Jack’s father set her bag down near the back kitchen door, almost as if to reassure her she could make a quick getaway if needed.

How well he knew her.

Like a pair of cats warily circling, they cautiously took seats opposite each other at the small table. Each waited for the other to speak first.

Finally, after playing with the salt shaker for a few excruciatingly silent moments, her father said, “You look thin. You eating?”

“I’m fine, Dad. Just . . .” She shrugged. “You know. Working hard.”

Because work was the altar at which he’d worshipped his entire life, he nodded in approval. The second-most worthless type of human being on the planet to Thomas “Tank” Dolan was one who was lazy. First place went to—

“Garrett called yesterday. For your birthday.”

Everything liquid inside Jack’s body froze to arctic ice. She whispered, “Don’t.”

He sighed and ran a hand over his crew cut. “Jackie—”

“I just walked in the fucking door!”

She jumped to her feet. The chair skittered back over the checkerboard tiles with a nerve-jarring screech. She stood there staring down at him with her hands balled, breathing hard, heat spreading up her neck and ears. Her heart reared up in her throat, threatening to choke her.

He sat back in his chair and spread his hands open in a wordless gesture of surrender.

“I mean it,” she warned.

He said softly, “Roger that,” and gave her a look of such sad understanding she had to close her eyes for a moment to contain the moisture in them.

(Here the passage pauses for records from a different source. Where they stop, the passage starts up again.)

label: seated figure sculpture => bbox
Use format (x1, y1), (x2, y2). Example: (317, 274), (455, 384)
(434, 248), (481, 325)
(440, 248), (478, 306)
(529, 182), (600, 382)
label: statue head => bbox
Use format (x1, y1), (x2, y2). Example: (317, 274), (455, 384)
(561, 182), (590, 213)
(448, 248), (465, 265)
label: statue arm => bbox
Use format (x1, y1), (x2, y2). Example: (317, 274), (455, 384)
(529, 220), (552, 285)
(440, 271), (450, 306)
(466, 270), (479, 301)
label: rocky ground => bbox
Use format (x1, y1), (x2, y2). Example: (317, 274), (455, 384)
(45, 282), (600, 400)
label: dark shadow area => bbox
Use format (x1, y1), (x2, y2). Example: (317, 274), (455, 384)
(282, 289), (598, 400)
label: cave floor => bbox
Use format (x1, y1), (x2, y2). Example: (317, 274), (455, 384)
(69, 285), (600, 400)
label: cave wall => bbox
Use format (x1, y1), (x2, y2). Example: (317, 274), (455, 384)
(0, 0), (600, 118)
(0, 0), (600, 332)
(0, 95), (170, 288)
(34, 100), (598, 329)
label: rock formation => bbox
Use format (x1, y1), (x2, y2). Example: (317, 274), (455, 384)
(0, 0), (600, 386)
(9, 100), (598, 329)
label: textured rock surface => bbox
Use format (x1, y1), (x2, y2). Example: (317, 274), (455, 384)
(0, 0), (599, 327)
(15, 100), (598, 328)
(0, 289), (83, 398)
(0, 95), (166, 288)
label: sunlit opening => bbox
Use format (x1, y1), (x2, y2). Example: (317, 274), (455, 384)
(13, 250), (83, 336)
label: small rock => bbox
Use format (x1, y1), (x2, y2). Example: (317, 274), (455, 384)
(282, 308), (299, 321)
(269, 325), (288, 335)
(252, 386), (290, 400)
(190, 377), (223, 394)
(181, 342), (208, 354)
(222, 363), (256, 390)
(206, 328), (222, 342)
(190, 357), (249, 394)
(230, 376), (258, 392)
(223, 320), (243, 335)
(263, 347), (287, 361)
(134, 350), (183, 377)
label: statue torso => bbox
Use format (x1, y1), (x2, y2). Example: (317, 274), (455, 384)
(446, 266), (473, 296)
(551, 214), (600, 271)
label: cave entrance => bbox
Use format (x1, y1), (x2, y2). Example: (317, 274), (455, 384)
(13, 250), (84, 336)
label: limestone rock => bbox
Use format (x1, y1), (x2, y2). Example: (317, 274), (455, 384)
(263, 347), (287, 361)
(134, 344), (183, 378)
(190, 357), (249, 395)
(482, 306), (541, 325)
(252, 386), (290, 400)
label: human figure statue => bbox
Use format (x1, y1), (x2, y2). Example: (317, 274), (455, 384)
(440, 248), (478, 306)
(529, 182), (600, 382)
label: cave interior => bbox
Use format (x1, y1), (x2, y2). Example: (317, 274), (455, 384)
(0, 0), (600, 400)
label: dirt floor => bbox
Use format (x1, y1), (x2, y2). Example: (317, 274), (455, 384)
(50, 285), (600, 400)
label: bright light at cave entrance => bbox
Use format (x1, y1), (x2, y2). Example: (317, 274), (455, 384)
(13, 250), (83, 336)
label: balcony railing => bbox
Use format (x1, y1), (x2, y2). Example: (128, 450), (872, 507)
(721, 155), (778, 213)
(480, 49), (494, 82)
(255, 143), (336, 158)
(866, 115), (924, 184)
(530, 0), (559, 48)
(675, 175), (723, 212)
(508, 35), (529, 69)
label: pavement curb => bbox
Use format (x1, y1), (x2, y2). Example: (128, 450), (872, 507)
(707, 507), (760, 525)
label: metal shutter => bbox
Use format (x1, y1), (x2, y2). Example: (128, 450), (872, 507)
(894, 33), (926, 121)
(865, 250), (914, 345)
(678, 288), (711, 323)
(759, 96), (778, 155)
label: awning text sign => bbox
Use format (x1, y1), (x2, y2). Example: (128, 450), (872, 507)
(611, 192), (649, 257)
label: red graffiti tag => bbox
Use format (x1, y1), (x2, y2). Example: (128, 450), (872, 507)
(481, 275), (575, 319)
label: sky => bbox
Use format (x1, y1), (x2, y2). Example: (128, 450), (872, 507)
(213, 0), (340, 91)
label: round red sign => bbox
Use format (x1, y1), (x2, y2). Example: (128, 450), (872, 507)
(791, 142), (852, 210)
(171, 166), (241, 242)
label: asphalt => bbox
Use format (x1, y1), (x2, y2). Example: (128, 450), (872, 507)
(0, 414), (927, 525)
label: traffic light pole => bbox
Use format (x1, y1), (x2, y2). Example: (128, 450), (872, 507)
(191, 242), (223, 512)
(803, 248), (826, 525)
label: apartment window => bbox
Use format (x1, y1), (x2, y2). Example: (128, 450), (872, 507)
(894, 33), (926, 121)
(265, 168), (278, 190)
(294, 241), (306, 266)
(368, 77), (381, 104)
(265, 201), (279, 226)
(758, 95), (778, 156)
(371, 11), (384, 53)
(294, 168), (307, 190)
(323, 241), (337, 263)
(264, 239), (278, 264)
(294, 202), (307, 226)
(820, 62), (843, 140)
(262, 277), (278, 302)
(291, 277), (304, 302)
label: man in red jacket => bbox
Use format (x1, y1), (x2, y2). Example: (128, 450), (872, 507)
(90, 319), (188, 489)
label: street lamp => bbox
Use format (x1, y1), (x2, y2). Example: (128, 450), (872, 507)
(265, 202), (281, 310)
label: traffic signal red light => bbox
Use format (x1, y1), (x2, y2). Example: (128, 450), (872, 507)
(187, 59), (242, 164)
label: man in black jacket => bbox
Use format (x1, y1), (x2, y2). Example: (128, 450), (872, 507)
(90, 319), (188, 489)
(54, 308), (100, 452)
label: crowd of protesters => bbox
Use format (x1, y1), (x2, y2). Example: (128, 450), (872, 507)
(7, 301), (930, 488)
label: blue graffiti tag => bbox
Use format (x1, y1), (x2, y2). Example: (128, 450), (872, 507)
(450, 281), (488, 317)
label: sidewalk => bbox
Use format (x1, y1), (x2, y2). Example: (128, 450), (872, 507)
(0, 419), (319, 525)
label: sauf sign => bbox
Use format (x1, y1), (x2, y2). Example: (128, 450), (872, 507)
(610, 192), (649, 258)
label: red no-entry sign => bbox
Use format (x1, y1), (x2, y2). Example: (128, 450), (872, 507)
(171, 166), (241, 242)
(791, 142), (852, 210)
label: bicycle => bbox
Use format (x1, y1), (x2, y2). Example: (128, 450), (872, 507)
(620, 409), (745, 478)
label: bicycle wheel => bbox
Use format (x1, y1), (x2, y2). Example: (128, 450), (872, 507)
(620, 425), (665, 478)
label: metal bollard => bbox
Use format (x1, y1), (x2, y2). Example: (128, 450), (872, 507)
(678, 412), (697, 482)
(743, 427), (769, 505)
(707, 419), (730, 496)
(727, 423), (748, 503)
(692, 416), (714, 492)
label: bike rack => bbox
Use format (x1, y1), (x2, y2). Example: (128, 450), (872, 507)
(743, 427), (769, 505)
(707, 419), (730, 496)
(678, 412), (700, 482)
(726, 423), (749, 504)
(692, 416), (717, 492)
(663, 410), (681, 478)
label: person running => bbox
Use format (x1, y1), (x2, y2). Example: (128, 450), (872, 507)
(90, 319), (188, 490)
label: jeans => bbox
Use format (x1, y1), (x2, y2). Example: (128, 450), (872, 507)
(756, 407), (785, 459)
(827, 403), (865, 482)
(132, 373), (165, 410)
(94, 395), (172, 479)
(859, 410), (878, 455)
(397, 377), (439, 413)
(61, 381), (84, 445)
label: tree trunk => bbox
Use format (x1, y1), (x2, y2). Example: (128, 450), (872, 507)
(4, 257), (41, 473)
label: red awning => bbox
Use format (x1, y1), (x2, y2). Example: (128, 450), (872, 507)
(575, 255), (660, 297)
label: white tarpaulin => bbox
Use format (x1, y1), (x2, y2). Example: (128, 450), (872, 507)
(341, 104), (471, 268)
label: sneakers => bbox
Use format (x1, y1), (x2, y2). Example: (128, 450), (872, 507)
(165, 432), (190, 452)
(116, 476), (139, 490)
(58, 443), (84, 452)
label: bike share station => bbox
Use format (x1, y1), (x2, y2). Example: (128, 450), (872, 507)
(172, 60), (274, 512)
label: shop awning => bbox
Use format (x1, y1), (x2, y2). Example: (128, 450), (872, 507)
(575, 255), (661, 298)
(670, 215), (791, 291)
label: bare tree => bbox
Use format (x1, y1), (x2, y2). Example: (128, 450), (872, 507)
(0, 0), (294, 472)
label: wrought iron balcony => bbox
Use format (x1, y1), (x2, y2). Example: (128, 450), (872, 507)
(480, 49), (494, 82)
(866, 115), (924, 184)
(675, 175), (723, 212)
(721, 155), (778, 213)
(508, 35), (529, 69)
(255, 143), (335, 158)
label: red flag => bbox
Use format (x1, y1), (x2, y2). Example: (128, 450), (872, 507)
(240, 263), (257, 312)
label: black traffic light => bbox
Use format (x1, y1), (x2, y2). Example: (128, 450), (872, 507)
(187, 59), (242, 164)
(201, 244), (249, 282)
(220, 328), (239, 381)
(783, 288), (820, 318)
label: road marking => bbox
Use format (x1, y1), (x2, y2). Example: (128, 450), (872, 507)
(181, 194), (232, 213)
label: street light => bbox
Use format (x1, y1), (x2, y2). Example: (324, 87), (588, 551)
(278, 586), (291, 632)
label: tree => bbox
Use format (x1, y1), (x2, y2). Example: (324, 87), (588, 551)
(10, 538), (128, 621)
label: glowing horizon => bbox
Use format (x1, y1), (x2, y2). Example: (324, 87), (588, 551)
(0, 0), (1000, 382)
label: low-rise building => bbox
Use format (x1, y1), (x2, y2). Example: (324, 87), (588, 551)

She walked to the kitchen sink and leaned against it with her arms folded tightly over her chest, staring out the window to the yard beyond, knowing there were trees and clouds and sunshine, seeing nothing at all.

Her father cleared his throat. “Those wetbacks treat you okay down in Brazil?”

“Jesus, Dad, really?” she said in disgust, not turning.

Her father was many wonderful things, but tolerant wasn’t one of them. All “brown” people were wetbacks, Asians were zipper-heads, homosexuals were fags, Middle Easterners were a two-word combination so vile it went beyond the pale. His bigotry was an ugly flaw in a character she otherwise admired, and it pained her deeply to know that someone she loved, who had raised her and protected her and unfailingly cared for her, who had literally once saved her life, was so profoundly deficient.

It was a lesson Jack had learned young, the way good people could also be bad. Things were never black or white, right or wrong, true or false, up or down. There were a million shades of gray in between, a million ways your heart could be broken by not understanding that one essential fact. When you loved someone, you risked overlooking his myriad darker colors to only focus on the bright and shiny whites, until one day the basic black of his nature made a stunning, horrible appearance, and you were knocked on your ass, wondering how you could’ve been so blind.

Her father’s basic black took the form of intolerance for all things “other.”

Just another reason to stay away. She knew she couldn’t change him. So she simply avoided the toxicity as much as she could, and got on with her life.